Based on GossamerThreads’ Links Management systems (one of the best open source PERL-CGI resource web database systems of its era), this language learning links system that I first implemented in Canada in the late 90s and took with me to the US.
Benefits: The system went beyond the usual “visit a website” foreign language elearning exercise of this pre-LMS day by allowing students to publish online, thus introducing a Web 2.0 collaboration element that shared meaningful exercises in the German learning community. We had contributions from Kingston, Toronto, Detroit and Des Moines.
The system was both reasonably easy to use for teachers (How_to_add_a_links_assignment_in_90secs) and productive for students who could improve their language skills by interacting with, reviewing and presenting authentic target language websites, while having quick access to other computerized language learning resources, like fledgling online dictionaries (also stored in and searchable from the same interface).
Highlights included reviews of websites dedicated to online shopping, travel booking, mapping, live webcams, and much more…
See here is an example of an Yippee! assignment conducted during one of the face-to-face classes in the language center:
Limitations: All links needed to fit into a pre-tagging strictly hierarchical categorization tree. A GUI, but no batches – I preferred to write myself PERL scripts to batch update the underlying database files.
For lack of even an LMS – which in post-secondary language lab environments in the US in the “noughties” commonly has had to double as CMS and Groupware -, the lab web portal in the post title had to fulfill many functions.
While the technically most advanced features probably was full text search against both database and file system (uploaded documents) – which I could relatively easily implement thanks to MS-SQL-Server and a limited number of database tables –, I liked best the collaborative building of a bank of language learning exercises using authentic materials, i.e. interactive websites from the target culture.
A few sample illustrations of the use in both language lab and affiliated computerized classrooms you can see here:
The list below links to a series screencasts of the Language Lab Web Portal that I made for training and demonstration purposes. They show the language lab web portal software in action:
Originally implemented for a series of Canadian universities teaching Wirtschaftsdeutsch, then continually expanded into all of German for Queen’ s University, and multiple languages, including non-western, for university of Michigan-Dearborn and Drake university.
Was based on an open source software project by Gossamer Threads popular for web 2.0 precursors of collaborative links collections, whose Perl-CGI code needed only minor modification to facilitate the “”commenting”” on instructor-“posted” ( i.e. assigned links) by students.
The model was Yahoo’s human-edited web-catalogue. the data structure was the tree (nested folders, unidirectional graph). For managing, I implemented a secondary branch mirroring the primary under the root “old links” for, using Perl regex, automatically moving links which a batch link-checking management script in the open source had identified and logged as “broken” (404 and a few other similarly bad http return codes) into.
The original layout of the “ontology” first introduced me to the complexity of such a task. The basic content division was between 2 branches.
- web-based ready-made teaching materials for commenting (recommending, categorizing) by instructors and self-access by students (no feedback of student data to the instructor mostly, except by email, and outside of the application, in those days).

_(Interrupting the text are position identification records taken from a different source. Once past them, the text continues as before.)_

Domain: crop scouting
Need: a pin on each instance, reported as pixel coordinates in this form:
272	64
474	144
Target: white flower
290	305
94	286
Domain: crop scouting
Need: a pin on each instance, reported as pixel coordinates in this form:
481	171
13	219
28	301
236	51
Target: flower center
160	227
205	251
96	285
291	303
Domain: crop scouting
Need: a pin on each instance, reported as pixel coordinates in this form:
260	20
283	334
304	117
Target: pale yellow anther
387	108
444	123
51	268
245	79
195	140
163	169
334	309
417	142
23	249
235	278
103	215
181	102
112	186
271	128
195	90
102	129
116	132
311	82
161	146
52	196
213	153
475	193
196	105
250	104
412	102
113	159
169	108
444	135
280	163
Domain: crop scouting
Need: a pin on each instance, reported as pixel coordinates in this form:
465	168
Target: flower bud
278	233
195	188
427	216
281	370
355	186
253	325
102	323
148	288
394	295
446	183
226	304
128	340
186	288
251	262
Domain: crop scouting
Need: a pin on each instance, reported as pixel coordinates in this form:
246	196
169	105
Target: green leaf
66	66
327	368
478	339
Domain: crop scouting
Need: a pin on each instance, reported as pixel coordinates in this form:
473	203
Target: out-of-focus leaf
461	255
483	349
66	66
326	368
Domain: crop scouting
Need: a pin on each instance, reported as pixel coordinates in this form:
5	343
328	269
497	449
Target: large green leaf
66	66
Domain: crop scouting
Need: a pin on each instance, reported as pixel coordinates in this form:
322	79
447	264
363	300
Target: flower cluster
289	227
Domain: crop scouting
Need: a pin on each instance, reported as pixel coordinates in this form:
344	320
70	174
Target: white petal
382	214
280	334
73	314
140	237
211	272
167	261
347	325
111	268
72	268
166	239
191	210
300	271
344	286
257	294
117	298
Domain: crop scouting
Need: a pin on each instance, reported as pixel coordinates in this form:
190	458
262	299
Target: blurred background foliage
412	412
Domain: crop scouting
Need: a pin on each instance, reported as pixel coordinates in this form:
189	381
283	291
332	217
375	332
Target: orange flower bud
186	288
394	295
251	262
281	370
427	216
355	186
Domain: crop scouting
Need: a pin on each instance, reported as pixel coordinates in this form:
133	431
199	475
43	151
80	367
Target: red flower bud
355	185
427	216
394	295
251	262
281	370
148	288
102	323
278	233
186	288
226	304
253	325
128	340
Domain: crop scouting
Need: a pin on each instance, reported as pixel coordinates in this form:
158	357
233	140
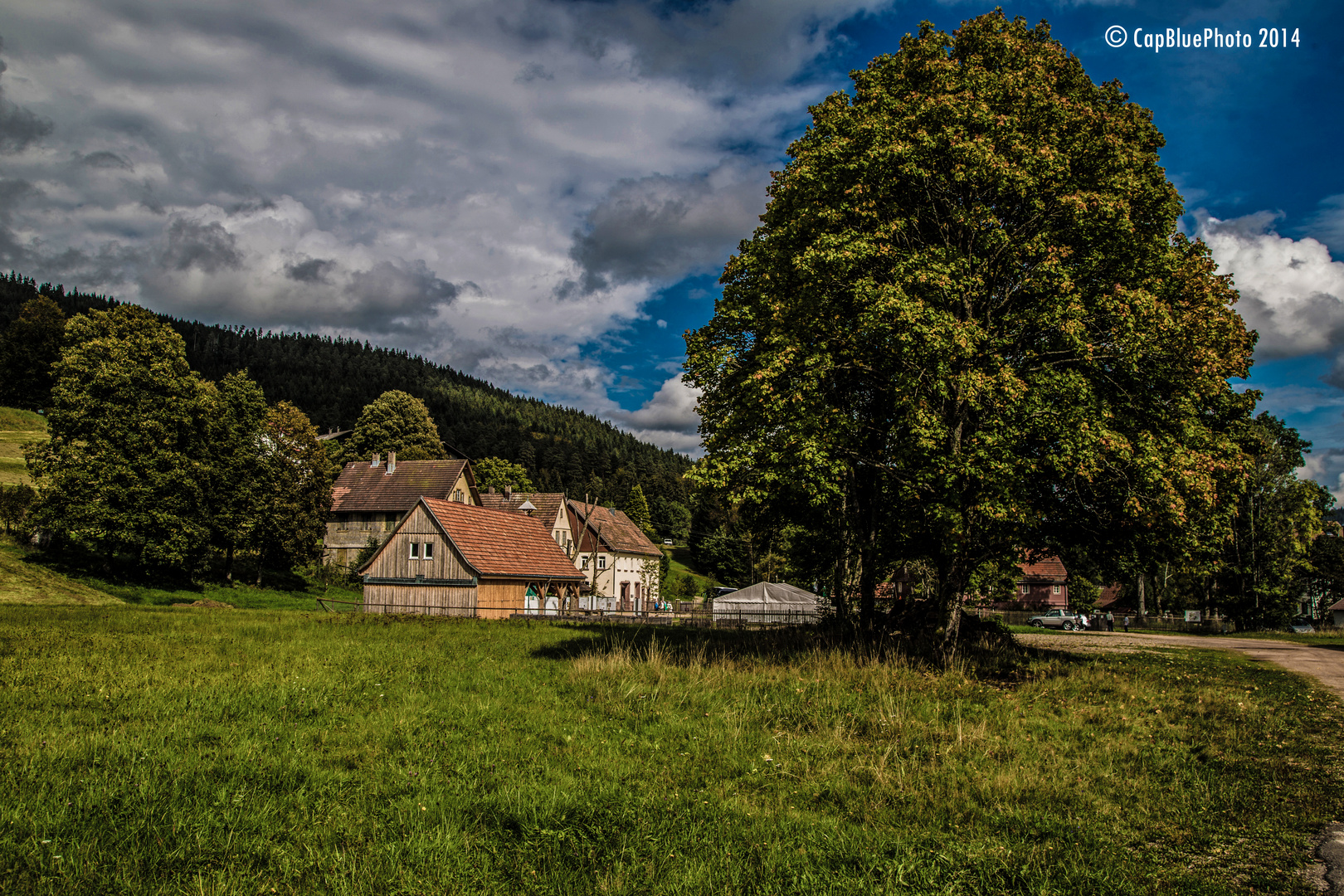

- the other content branch consisted of not teaching-related “”authentic materials””: the early day web applications, sometimes multimedia (maps, audio and video collections, news), often times also self-service database interfaces (online shopping and public services) whose language-wise rather restricted interface and topical focus (think Wirtschaftsdeutsch) lent themselves to capstone exercises at the end of textbook chapters (our “Friday in the lab””, not even a language lab then. Geek bonus points: one of these Fridays, a future queens university educated engineer asking me whether i had written all these pages they browsed through in the searchable catalogue of eventually 1500 links. Well, dynamic web pages were not common at all in education in those days, and the credit goes to Gossamer Threads.).
While there was hope to collect a comprehensive teaching resource through collaboration, “der Weg war das Ziel”, having students interact with and review foreign language web content. The links database remained definitely, as it grow in bursts revolving around the topics of our chapters. I had a lot of fun finding instructional ways to having students review all those fancy web applications in which endless amounts of money were poured before the first bubble in this millennium burst. E.g. the first early online city maps for “Wegbeschreibung” in German 102. as well web 2.0 like developments, like grassroots web cams (Germans allowing the world to spy on their surroundings 24/7, including remote camera panning – you could go all kinds of places, “”Wie heißt der bürgermeister von Wesel? was macht das wetter in der Schweizzzzzz?” but alas, the time lag, especially during winter term.